As sunrays glinted off brass instruments, big band sounds filled the street at the festive Santa Cruz Band Review on Oct. 20. Led by upper classmen Jonathan Shattuck, ’02, and John Myers, ’02, along with drum major David Pohl, ’03, the Eagle marching band finished fourth.

“This year’s Eagle band is farther along,” Paul McEntee, band director, said, “than any previous band at Fresno Christian. They are only limited by what they choose to do or not to do.”

The Santa Cruz band trip was in part a success because they were competitive against 45 other schools.

Myers is the lead clarinet player for his second year in a row and has been involved in band since fifth grade.

“The concerts are fantastic,” Myers said. “The marching isn’t the greatest thing but I enjoy leading the clarinets and doing my part to help the band.”

The Caruthers Parade was the first of the year for the Eagle marching band and was attended by many of the Caruthers fair-goers.

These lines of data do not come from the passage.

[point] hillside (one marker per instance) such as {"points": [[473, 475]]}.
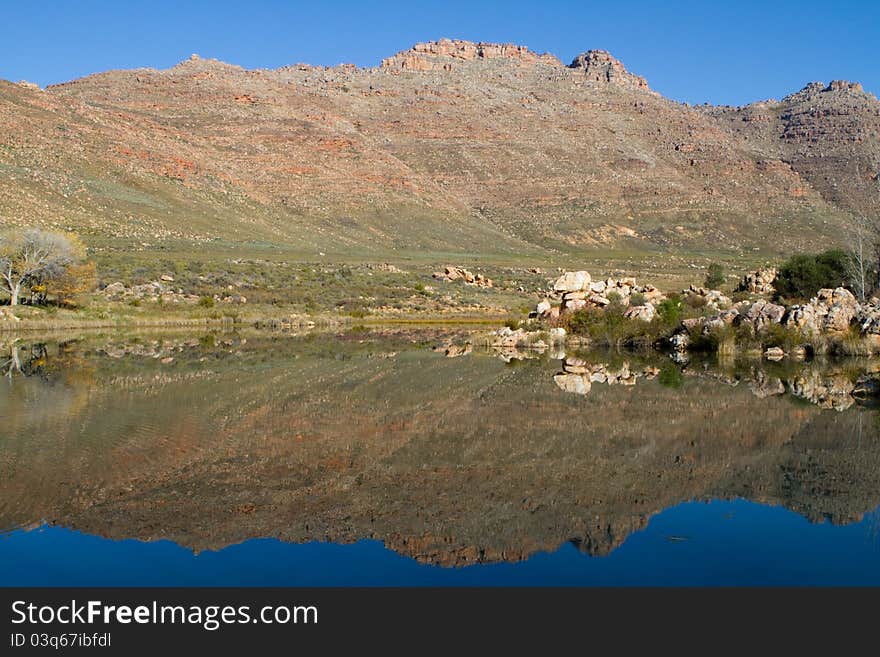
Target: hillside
{"points": [[448, 147]]}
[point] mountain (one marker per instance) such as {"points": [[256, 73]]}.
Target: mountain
{"points": [[449, 146]]}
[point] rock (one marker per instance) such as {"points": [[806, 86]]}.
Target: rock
{"points": [[644, 313], [573, 281], [574, 305], [803, 318], [577, 384], [600, 67], [446, 54], [711, 299], [774, 353], [761, 314], [114, 289], [867, 385], [571, 296], [451, 273]]}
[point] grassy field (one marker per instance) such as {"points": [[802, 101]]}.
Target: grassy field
{"points": [[286, 283]]}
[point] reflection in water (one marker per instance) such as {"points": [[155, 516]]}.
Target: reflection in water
{"points": [[451, 461]]}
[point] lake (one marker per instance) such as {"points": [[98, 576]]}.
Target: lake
{"points": [[417, 457]]}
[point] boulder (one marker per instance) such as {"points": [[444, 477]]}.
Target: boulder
{"points": [[115, 288], [644, 313], [574, 305], [761, 314]]}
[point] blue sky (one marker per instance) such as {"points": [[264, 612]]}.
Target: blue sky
{"points": [[718, 52]]}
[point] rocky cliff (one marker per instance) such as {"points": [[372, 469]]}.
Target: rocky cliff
{"points": [[450, 145]]}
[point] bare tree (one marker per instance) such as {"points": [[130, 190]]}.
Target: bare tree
{"points": [[33, 255]]}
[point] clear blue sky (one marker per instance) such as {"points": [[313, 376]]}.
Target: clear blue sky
{"points": [[689, 50]]}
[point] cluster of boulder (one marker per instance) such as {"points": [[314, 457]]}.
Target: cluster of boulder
{"points": [[701, 296], [831, 311], [161, 291], [451, 273], [578, 375], [576, 290], [759, 282]]}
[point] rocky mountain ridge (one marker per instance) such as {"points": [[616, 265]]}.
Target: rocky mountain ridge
{"points": [[451, 145]]}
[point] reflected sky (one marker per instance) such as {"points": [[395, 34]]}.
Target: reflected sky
{"points": [[725, 543]]}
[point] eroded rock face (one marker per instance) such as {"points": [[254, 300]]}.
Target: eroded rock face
{"points": [[572, 281], [578, 290], [831, 311], [644, 312], [759, 282], [442, 55], [762, 314], [600, 66], [712, 299]]}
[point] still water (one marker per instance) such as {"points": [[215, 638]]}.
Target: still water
{"points": [[400, 457]]}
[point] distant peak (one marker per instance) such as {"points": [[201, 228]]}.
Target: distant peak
{"points": [[444, 53], [814, 88], [600, 66], [844, 85], [198, 63]]}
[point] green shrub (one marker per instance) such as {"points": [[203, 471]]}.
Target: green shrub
{"points": [[714, 276], [669, 311], [803, 275]]}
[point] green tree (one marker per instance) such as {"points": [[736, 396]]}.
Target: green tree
{"points": [[801, 276]]}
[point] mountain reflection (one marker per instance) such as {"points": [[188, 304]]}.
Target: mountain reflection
{"points": [[211, 440]]}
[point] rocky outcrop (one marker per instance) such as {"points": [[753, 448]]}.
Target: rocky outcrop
{"points": [[760, 315], [576, 290], [442, 55], [830, 311], [600, 66], [759, 282], [451, 273]]}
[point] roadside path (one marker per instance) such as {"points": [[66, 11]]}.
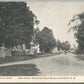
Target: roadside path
{"points": [[59, 65]]}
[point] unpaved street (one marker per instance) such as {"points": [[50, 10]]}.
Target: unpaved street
{"points": [[58, 65]]}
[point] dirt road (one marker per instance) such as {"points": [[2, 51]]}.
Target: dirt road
{"points": [[59, 65]]}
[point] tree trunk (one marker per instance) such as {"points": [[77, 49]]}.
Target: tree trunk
{"points": [[3, 50]]}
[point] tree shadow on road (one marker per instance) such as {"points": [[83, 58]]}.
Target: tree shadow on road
{"points": [[19, 70]]}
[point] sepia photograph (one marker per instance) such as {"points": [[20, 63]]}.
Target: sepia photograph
{"points": [[41, 38]]}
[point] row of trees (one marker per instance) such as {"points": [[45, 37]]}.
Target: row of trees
{"points": [[17, 28], [47, 41], [16, 24], [78, 27]]}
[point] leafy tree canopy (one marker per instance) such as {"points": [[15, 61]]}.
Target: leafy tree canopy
{"points": [[79, 30], [46, 39]]}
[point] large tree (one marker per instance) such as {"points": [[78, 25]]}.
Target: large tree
{"points": [[46, 39], [65, 45], [78, 20], [16, 23]]}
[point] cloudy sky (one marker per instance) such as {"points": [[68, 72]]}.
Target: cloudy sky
{"points": [[56, 16]]}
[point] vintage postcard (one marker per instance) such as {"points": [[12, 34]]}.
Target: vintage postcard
{"points": [[41, 41]]}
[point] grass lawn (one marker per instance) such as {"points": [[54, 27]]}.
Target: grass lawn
{"points": [[16, 58], [21, 58], [19, 70]]}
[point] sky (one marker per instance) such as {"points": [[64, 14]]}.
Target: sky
{"points": [[56, 16]]}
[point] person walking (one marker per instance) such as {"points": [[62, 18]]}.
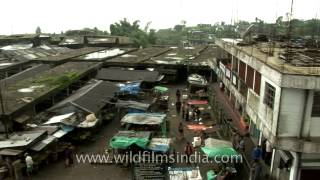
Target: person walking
{"points": [[188, 150], [178, 95], [68, 156], [187, 113], [257, 153], [241, 145], [256, 170], [29, 165], [183, 108], [180, 129], [178, 107]]}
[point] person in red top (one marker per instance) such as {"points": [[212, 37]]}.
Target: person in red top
{"points": [[188, 150]]}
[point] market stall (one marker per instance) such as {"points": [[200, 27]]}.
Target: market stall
{"points": [[198, 86], [185, 173], [153, 122]]}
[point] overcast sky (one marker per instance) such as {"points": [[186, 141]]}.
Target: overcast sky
{"points": [[23, 16]]}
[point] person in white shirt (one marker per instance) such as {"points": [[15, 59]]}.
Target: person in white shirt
{"points": [[29, 164]]}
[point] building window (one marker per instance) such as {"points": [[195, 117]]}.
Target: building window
{"points": [[243, 88], [257, 82], [249, 77], [269, 95], [316, 104]]}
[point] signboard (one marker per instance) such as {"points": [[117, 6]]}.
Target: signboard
{"points": [[228, 73], [234, 79], [222, 67]]}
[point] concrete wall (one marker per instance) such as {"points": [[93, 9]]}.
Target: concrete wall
{"points": [[291, 112], [311, 124], [269, 116]]}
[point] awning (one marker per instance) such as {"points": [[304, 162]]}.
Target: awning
{"points": [[197, 102], [159, 144], [60, 133], [22, 119], [58, 119], [125, 139], [161, 89], [10, 152], [43, 143], [144, 118], [196, 79], [133, 105], [218, 148]]}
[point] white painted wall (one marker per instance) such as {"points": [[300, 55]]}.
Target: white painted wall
{"points": [[312, 124], [269, 116], [291, 112]]}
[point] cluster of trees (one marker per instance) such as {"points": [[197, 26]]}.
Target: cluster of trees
{"points": [[280, 29], [180, 32], [141, 38]]}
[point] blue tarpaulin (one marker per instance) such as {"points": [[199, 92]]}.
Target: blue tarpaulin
{"points": [[131, 88], [133, 110]]}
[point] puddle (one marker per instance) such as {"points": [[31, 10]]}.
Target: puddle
{"points": [[30, 89], [103, 54]]}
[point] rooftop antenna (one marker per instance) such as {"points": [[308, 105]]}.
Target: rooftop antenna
{"points": [[289, 32]]}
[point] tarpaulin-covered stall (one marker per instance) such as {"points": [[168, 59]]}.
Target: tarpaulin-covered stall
{"points": [[125, 139], [130, 88], [133, 106], [185, 173], [154, 122], [218, 148], [161, 145], [198, 85], [144, 118]]}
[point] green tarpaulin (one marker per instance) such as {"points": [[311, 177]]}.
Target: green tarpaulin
{"points": [[219, 151], [161, 89], [121, 142], [216, 147], [211, 175]]}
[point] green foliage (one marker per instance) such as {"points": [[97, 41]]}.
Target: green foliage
{"points": [[61, 80], [38, 30], [85, 32], [140, 38]]}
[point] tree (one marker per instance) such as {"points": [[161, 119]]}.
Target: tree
{"points": [[38, 30], [125, 28]]}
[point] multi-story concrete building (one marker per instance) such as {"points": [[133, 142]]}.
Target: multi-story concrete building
{"points": [[278, 93]]}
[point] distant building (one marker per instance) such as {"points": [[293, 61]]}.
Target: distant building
{"points": [[280, 96]]}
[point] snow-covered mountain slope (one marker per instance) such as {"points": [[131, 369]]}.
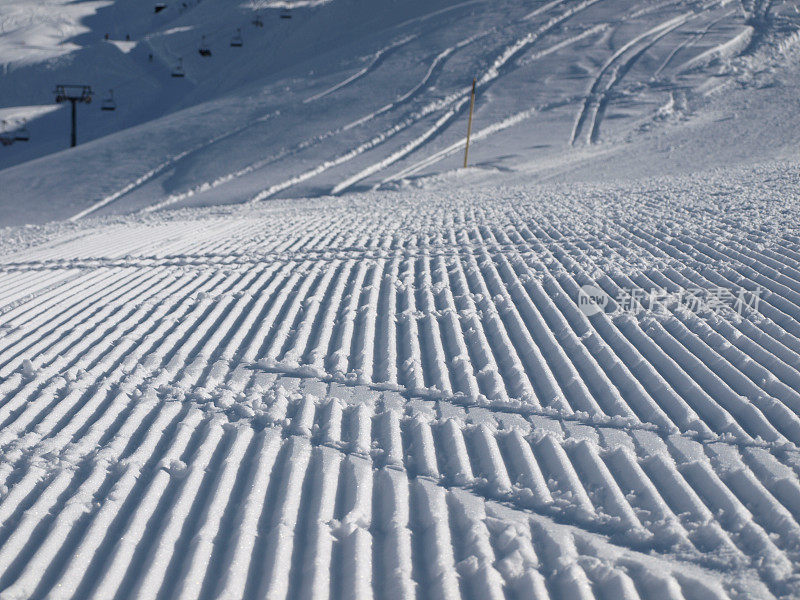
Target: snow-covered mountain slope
{"points": [[397, 395], [354, 94]]}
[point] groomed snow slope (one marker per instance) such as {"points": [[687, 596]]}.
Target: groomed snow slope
{"points": [[397, 396]]}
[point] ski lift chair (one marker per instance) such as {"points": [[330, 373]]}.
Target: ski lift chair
{"points": [[178, 70], [108, 103], [204, 50]]}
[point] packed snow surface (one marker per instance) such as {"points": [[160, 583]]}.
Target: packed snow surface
{"points": [[396, 395], [261, 337]]}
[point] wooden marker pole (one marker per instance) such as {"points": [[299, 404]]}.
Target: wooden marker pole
{"points": [[469, 124]]}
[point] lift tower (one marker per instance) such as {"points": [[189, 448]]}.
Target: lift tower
{"points": [[73, 94]]}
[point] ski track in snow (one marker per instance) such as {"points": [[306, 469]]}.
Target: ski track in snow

The Sept. 29 festival parade pitted the band against many Valley schools. FC was bested only by Hanford West, a high school five times its size. The Caruthers Parade was the first of the year for the marching band.

The band’s next competition is the Selma Band Review on Oct. 27. While the band is almost entirely composed of juniors and freshmen, there are only four seniors in the band this year. Shattuck has high hopes for success even without senior leadership.

“My goals are that we put forth our best effort,” Shattuck said. “Our player to sound ratio continues to improve, and we can finish in the top ten in every parade. Our fourth place finish in Santa Cruz was no surprise.”

The lead trumpet player this year, Shattuck has been playing trumpet since fifth grade when he joined the FCS maroon band.

Before concert season starts on Nov. 12 the band has two parades left: Selma and Pismo Beach on Nov. 10. However, the last parade of the year will not be until Nov. 29 at the Clovis Christmas Parade.

As the drum major, Pohl, is responsible for keeping the tempo with the mace- a colored fiberglass rod he carries. He also has to salute the judges, toss and catch the mace and introduce the band with an opening act.

“Concert season is by far the best,” Pohl said, “because it has less to do with the way you look and more with the way you sound. Plus, then I don’t have 6,000 people watching just me in the beginning.”

As part of their concert season, the band takes a trip every spring down to L.A. to compete in the Biola Mass Band Festival and Concert. The Festival takes place during the day and then all the bands come together at night to perform in one concert.

“It’s really loud and noisy,” Pohl said, “and sometimes the music needs work but everybody seems to enjoy it.”